Roglán’s vision extended to international diplomacy, in which he believed art and museums could play a key role. His work in this area developed new relationships that brought the Meadows to the fore of international relations. He regularly participated in diplomatic activities, including the signing of a sister cities agreement between Dallas and Valencia in 2007; the American Airlines inaugural nonstop flight to Madrid in 2009; and the Dallas Mayoral Economic missions to Spain in 2010 and 2013. Confirming the strength of the international alliance between the Meadows Museum and Spain, King Juan Carlos I of Spain bestowed one of the country’s greatest honors, the Encomienda de la Orden de Isabel la Católica [Commander of the Order of Isabella the Catholic] upon Roglán in 2010.
Perhaps the most important diplomatic event recently hosted by the museum was the unprecedented 2019 conversation between the directors of the State Hermitage Museum in St. Petersburg and New York’s Museum of Modern Art, together with scholars and diplomats, to address the Russian moratorium on loans to U.S. art museums. Following an insightful exchange moderated by Roglán, the participants agreed on their desire to end the ban on loans, and the extraordinary event resulted in a pledge to work on "texts of mutual guarantees, joint demonstrative projects and pinpoint exchanges, as well as the creation of a bilateral agreement on the protection of exhibitions," as reported on the Hermitage’s website.

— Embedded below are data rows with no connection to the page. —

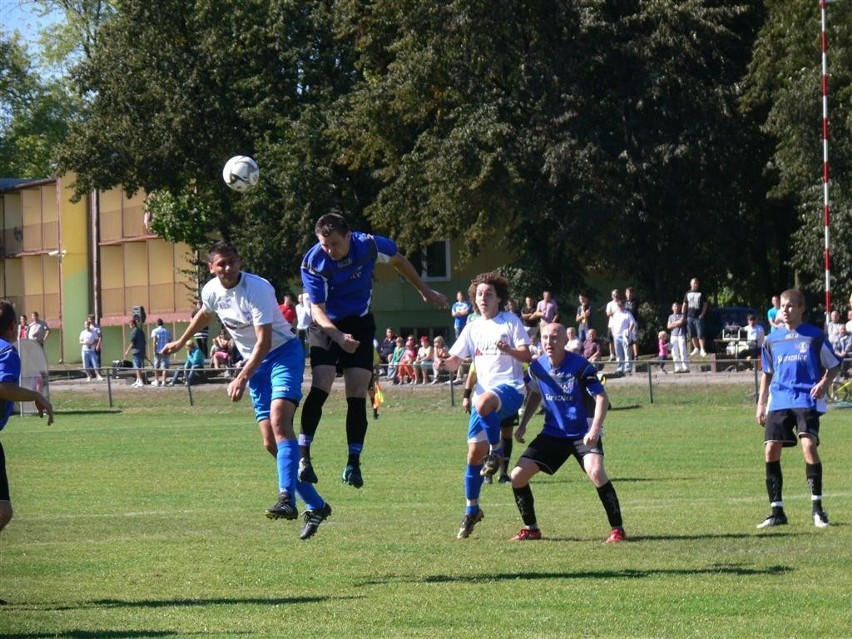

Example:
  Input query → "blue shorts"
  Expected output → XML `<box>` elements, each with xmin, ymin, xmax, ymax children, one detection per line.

<box><xmin>249</xmin><ymin>339</ymin><xmax>305</xmax><ymax>422</ymax></box>
<box><xmin>467</xmin><ymin>384</ymin><xmax>524</xmax><ymax>443</ymax></box>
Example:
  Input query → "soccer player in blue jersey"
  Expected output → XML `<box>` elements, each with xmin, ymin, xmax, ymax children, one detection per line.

<box><xmin>512</xmin><ymin>323</ymin><xmax>625</xmax><ymax>544</ymax></box>
<box><xmin>757</xmin><ymin>289</ymin><xmax>841</xmax><ymax>528</ymax></box>
<box><xmin>299</xmin><ymin>213</ymin><xmax>447</xmax><ymax>488</ymax></box>
<box><xmin>435</xmin><ymin>273</ymin><xmax>532</xmax><ymax>539</ymax></box>
<box><xmin>0</xmin><ymin>300</ymin><xmax>53</xmax><ymax>544</ymax></box>
<box><xmin>162</xmin><ymin>242</ymin><xmax>331</xmax><ymax>539</ymax></box>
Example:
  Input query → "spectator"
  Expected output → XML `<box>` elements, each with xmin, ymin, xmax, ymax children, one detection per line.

<box><xmin>666</xmin><ymin>302</ymin><xmax>689</xmax><ymax>373</ymax></box>
<box><xmin>565</xmin><ymin>326</ymin><xmax>583</xmax><ymax>355</ymax></box>
<box><xmin>605</xmin><ymin>288</ymin><xmax>621</xmax><ymax>362</ymax></box>
<box><xmin>432</xmin><ymin>335</ymin><xmax>450</xmax><ymax>384</ymax></box>
<box><xmin>737</xmin><ymin>313</ymin><xmax>766</xmax><ymax>368</ymax></box>
<box><xmin>192</xmin><ymin>300</ymin><xmax>210</xmax><ymax>357</ymax></box>
<box><xmin>575</xmin><ymin>293</ymin><xmax>592</xmax><ymax>344</ymax></box>
<box><xmin>151</xmin><ymin>317</ymin><xmax>172</xmax><ymax>386</ymax></box>
<box><xmin>521</xmin><ymin>297</ymin><xmax>538</xmax><ymax>337</ymax></box>
<box><xmin>414</xmin><ymin>335</ymin><xmax>435</xmax><ymax>384</ymax></box>
<box><xmin>681</xmin><ymin>277</ymin><xmax>707</xmax><ymax>357</ymax></box>
<box><xmin>535</xmin><ymin>291</ymin><xmax>559</xmax><ymax>328</ymax></box>
<box><xmin>825</xmin><ymin>311</ymin><xmax>843</xmax><ymax>344</ymax></box>
<box><xmin>296</xmin><ymin>293</ymin><xmax>311</xmax><ymax>353</ymax></box>
<box><xmin>124</xmin><ymin>315</ymin><xmax>148</xmax><ymax>388</ymax></box>
<box><xmin>450</xmin><ymin>291</ymin><xmax>473</xmax><ymax>339</ymax></box>
<box><xmin>612</xmin><ymin>299</ymin><xmax>636</xmax><ymax>373</ymax></box>
<box><xmin>278</xmin><ymin>293</ymin><xmax>297</xmax><ymax>327</ymax></box>
<box><xmin>583</xmin><ymin>328</ymin><xmax>601</xmax><ymax>364</ymax></box>
<box><xmin>831</xmin><ymin>324</ymin><xmax>852</xmax><ymax>375</ymax></box>
<box><xmin>378</xmin><ymin>328</ymin><xmax>396</xmax><ymax>377</ymax></box>
<box><xmin>80</xmin><ymin>319</ymin><xmax>104</xmax><ymax>382</ymax></box>
<box><xmin>27</xmin><ymin>311</ymin><xmax>50</xmax><ymax>348</ymax></box>
<box><xmin>766</xmin><ymin>295</ymin><xmax>784</xmax><ymax>333</ymax></box>
<box><xmin>166</xmin><ymin>342</ymin><xmax>204</xmax><ymax>386</ymax></box>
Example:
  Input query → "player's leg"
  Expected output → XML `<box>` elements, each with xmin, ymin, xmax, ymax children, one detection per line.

<box><xmin>576</xmin><ymin>448</ymin><xmax>624</xmax><ymax>544</ymax></box>
<box><xmin>343</xmin><ymin>368</ymin><xmax>373</xmax><ymax>488</ymax></box>
<box><xmin>799</xmin><ymin>411</ymin><xmax>828</xmax><ymax>528</ymax></box>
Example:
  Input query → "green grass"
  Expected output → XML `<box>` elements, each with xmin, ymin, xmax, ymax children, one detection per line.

<box><xmin>0</xmin><ymin>386</ymin><xmax>852</xmax><ymax>639</ymax></box>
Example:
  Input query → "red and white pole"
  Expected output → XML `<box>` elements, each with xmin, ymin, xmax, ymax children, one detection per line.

<box><xmin>819</xmin><ymin>0</ymin><xmax>832</xmax><ymax>326</ymax></box>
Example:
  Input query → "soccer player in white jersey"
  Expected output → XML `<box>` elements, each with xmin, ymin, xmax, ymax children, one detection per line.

<box><xmin>163</xmin><ymin>242</ymin><xmax>331</xmax><ymax>539</ymax></box>
<box><xmin>757</xmin><ymin>289</ymin><xmax>840</xmax><ymax>528</ymax></box>
<box><xmin>435</xmin><ymin>273</ymin><xmax>531</xmax><ymax>539</ymax></box>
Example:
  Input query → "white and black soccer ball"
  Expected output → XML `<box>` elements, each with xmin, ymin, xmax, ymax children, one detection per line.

<box><xmin>222</xmin><ymin>155</ymin><xmax>260</xmax><ymax>192</ymax></box>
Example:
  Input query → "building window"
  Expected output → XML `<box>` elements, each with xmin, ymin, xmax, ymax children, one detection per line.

<box><xmin>408</xmin><ymin>240</ymin><xmax>450</xmax><ymax>282</ymax></box>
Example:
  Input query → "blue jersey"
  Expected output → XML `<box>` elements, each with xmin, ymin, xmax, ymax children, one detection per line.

<box><xmin>0</xmin><ymin>339</ymin><xmax>21</xmax><ymax>430</ymax></box>
<box><xmin>761</xmin><ymin>324</ymin><xmax>840</xmax><ymax>413</ymax></box>
<box><xmin>302</xmin><ymin>231</ymin><xmax>397</xmax><ymax>321</ymax></box>
<box><xmin>529</xmin><ymin>353</ymin><xmax>604</xmax><ymax>439</ymax></box>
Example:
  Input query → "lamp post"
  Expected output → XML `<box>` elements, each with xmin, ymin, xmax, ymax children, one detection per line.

<box><xmin>47</xmin><ymin>249</ymin><xmax>66</xmax><ymax>364</ymax></box>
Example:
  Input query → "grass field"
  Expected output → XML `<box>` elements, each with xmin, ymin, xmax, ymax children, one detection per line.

<box><xmin>0</xmin><ymin>386</ymin><xmax>852</xmax><ymax>639</ymax></box>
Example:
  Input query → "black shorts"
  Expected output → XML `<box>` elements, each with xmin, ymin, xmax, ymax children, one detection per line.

Before coming to the Meadows Museum at SMU, Roglán worked as a curatorial fellow and a research associate in the 19th-century painting and sculpture department of the Museo Nacional del Prado in Madrid, Spain. Prior to his tenure at the Prado, he served as a drawings department assistant with the Fogg Museum at Harvard University. Roglán received master's degrees in both world history and art history, and a doctorate in 19th- and 20th-century art from the Universidad Autónoma de Madrid. In 2013 he earned an MBA from the Cox School of Business at SMU.
Dr. Roglán is preceded in death by his father, Manuel Roglán Lombarte, earlier this year. He is survived by his wife, Kathleen Roglán, and their four children; a brother in Atlanta; and his mother in Madrid. Contributions in his memory can be made to either the Meadows Museum Art Acquisitions Fund (P.O. Box 750357, Dallas, TX 75275-0357) or UT Southwestern Simmons Comprehensive Cancer Center (P.O. Box 910888, Dallas, TX 75391-0888).
About the Meadows Museum
The Meadows Museum is the leading U.S. institution focused on the study and presentation of the art of Spain. In 1962, Dallas businessman and philanthropist Algur H. Meadows donated his private collection of Spanish paintings, as well as funds to start a museum, to Southern Methodist University. The museum opened to the public in 1965, marking the first step in fulfilling Meadows’s vision to create “a small Prado for Texas.” Today, the Meadows is home to one of the largest and most comprehensive collections of Spanish art outside of Spain. The collection spans from the 10th to the 21st centuries and includes medieval objects, Renaissance and Baroque sculptures, and major paintings by Golden Age and modern masters.